There were yet more footsteps as the father, quite a large man who didn't seem to bathe too often, walked over.
"Why d'you want us to move the trailer?" He looked at Anthony, then down at his daughter, who was still standing there. "Damn it, Brandy Mae, go get daddy a beer. Why're you still standing there?"
The little girl nodded and ran back inside.
"Now, what's this about moving the trailer?" The man asked again.
"We hear you all night and it keeps us awake. Also, I noticed that one of your children shot an arrow into the seat of my hovercraft. That cost me £500 on Craigslist!"
"How'd you know it was one of my kids? It could be anyone's kids fuckin' with yer stuff." The man replied.
"I've seen your son shooting the arrows with your daughter," Anthony countered. "Listen, I'm not askin' for much, just for you to move five, ten, fifteen feet over, and to leave my hovercraft alone. Also, my wife wants her casserole plate back."
"Tell yer wife I ain't washed her casserole plate yet," The woman said, trying her best to cross her arms in front of her.
"It's been three weeks. It's still dirty?" Anthony asked.
"Well I've got other shit to do besides wash your wife's dirty dishes. And as far as the trailer goes, the answer is NO," The woman spat. She then snorted another wad of snot and spat on the ground again.

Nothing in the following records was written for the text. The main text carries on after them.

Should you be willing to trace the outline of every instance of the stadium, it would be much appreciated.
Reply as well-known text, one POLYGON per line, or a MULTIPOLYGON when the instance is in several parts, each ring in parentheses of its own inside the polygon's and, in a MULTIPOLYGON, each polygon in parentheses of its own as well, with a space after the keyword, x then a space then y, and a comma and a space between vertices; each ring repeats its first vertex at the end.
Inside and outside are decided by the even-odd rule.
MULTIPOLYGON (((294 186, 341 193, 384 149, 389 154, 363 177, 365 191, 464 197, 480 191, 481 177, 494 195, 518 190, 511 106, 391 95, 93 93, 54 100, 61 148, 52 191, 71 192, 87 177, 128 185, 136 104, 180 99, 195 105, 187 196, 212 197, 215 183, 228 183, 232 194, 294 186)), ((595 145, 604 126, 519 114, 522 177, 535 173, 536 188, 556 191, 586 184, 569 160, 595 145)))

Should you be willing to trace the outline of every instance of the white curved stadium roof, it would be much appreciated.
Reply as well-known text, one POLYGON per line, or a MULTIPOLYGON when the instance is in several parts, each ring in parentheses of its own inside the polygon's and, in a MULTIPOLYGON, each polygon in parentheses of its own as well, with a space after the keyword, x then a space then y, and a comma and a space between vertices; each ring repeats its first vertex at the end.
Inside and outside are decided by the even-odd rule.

"Damn it, Lola, why do you keep doin' that?" The husband asked.
"Stop actin' like you've got so much class," The lady replied.
Anthony just shook his head. He wasn't exactly classy either, but he was hoping that the neighbors would be a little better, and would maybe move.
"Now you turn around and go tell your little wifey that she'll get her plate back when we're done with it, and don't you come back here again! We're staying here! Got a great place next to the septic tank and we're not giving that up."
Anthony sighed and turned around.
"Whatever," He mumbled, walking away.